No, America's influence over its globe-spanning empire is predicated on that. That's not the same thing as it's national security. It would do just fine if it weren't the head of a global hegemony, although it might have to start living within its means.

Security-wise, two oceans, vassal neighbours and two thousand nuclear missiles have it covered.

> Security-wise, two oceans, vassal neighbours and two thousand nuclear missiles have it covered.

You need to take a moment and think about your "vassal states" argument. May I remind you that at the peak of the cold war the US had a hostile country plant their nukes right at the doorstop of the US in one of those neighbors who not so long before was a vassal state?

If America had not been escalating with embargo pressure, the Bay of Pigs invasion, covert regime-change operations, and forward nuclear deployments near the USSR that made Moscow eager to answer in kind, the Cuban Missile Crisis never would have happened. A more protectionist America would not have pushed Cuba so hard into Soviet dependence, and the Soviet Union would have had little reason or opportunity put nuclear missiles there in the first place.
The U.S. would do just fine but the rest of the world would descend into chaos and we know this for a fact because it happened twice in just the first 50 years of the 20th century.
perhaps the US would be mostly safe from violence, but not consequences. We're heavily dependent on international trade and any major war in another part of the world will impact us if it involves any important trading partners or their ability to trade with us.

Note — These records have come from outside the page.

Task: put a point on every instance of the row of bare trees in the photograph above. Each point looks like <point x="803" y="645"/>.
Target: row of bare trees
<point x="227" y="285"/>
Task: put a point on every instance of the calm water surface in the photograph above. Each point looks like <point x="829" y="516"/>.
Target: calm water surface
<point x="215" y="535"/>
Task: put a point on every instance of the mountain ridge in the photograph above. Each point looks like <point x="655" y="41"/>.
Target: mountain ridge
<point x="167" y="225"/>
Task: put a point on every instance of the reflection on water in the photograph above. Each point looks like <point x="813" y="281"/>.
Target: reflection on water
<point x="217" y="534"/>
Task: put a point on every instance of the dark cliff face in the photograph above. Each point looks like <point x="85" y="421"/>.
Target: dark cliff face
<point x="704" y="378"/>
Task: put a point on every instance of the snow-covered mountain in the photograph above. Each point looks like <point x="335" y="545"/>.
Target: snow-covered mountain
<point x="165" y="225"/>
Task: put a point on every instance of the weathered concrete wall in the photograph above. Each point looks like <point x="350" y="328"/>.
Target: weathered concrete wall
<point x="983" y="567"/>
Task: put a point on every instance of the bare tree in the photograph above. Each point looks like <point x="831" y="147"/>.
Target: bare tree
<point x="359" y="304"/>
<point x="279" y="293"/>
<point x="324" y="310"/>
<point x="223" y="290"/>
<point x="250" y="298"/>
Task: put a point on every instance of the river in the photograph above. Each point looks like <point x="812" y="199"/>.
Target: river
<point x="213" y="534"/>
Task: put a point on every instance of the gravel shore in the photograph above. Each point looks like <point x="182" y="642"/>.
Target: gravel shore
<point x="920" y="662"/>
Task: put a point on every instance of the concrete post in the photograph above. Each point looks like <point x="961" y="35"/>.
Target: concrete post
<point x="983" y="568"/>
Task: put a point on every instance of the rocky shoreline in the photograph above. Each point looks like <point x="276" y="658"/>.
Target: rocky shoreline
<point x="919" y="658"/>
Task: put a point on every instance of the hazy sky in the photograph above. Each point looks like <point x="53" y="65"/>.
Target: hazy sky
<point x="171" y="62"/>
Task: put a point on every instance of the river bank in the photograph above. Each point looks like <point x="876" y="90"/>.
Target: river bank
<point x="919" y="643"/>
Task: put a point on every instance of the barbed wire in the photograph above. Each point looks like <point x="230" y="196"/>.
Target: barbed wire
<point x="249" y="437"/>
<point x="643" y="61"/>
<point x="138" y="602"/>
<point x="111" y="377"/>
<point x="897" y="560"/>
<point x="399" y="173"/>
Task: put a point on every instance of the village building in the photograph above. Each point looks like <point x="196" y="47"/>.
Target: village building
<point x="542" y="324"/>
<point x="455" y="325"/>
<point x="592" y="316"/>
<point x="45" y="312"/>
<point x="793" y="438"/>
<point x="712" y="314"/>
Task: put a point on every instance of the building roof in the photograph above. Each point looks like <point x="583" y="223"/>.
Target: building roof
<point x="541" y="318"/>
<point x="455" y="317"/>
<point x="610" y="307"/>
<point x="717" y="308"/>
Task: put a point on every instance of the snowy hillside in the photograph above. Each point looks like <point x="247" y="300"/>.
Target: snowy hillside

Even in the 19th century the US was sucked into Europe's wars - the war of 1812 was essentially the American theater of the Napoleanic war - US merchants were attacked trying to trade with France/Europe, the US Navy tried to protect them saying "we're neutral let us trade" and Britain said "there's no such thing as neutral" and sent armies. Over time foreign powers got more wary of fighting the US but we still got dragged into European and Pacific wars (WWI, WWII), in large part because we kept trading with our European and Asian partners.

Nearly everyone in the world is heavily dependant on international trade.

They all manage to get by without the leverage of 11 carrier fleet groups. You know, trade between equals, and not subjects.

WW2 was largely driven by the personalities involved. Roosevelt really, really, really hated fascism, and was doing everything in his power to stick it in their wheel spokes. Had the industrialist coup succeeded, or had Hoover or Landon won, it's quite likely that neither would have done much to oppose either Japan or Germany.

WW1 was also driven by principles, as opposed to pragmatism. Wilson found more alignment with the anglosphere than he did with the central powers - and after watching the most destructive war in history go on for four years, was keen on embarking on his League of Nations project. Practically, there was no reason for the US to not maintain neutrality in it.

well sure not everyone needs a huge military. Especially when their large trading partner has one and is guaranteeing security.

I don't entirely buy your personalities argument - it certainly mattered, but in an alternate universe where Hitler still rose to power but e.g. FDR didn't get a 3rd term - a European war would've still caused problems for America and US/Europe trade would've likely come under fire dragging the US towards fighting in the war; in 1939 US GDP was $93.4 billion with $3.2 billion in exports and $2.3 billion in imports... far less important than today (where imports/exports are more than 10% of GDP) but still fairly substantial.

But it's hard to say how things would've turned out. With different leaders the politics of it would've mattered a lot; without US support WWII could've still easily been raging in 1944, an election year, and so an anti-war president could've been replaced. Or maybe Britain would've had a hard time holding out against constant assault without American supplies purchased with US government money, the USSR wouldn't have been able to bear the full brunt of Nazis who were less tied up on the western front, and by the time America considered joining the war under a different leader, it would've looked like a go-it-alone job. Still it's hard to imagine a world in which the Axis didn't bite off a bit more than it could chew.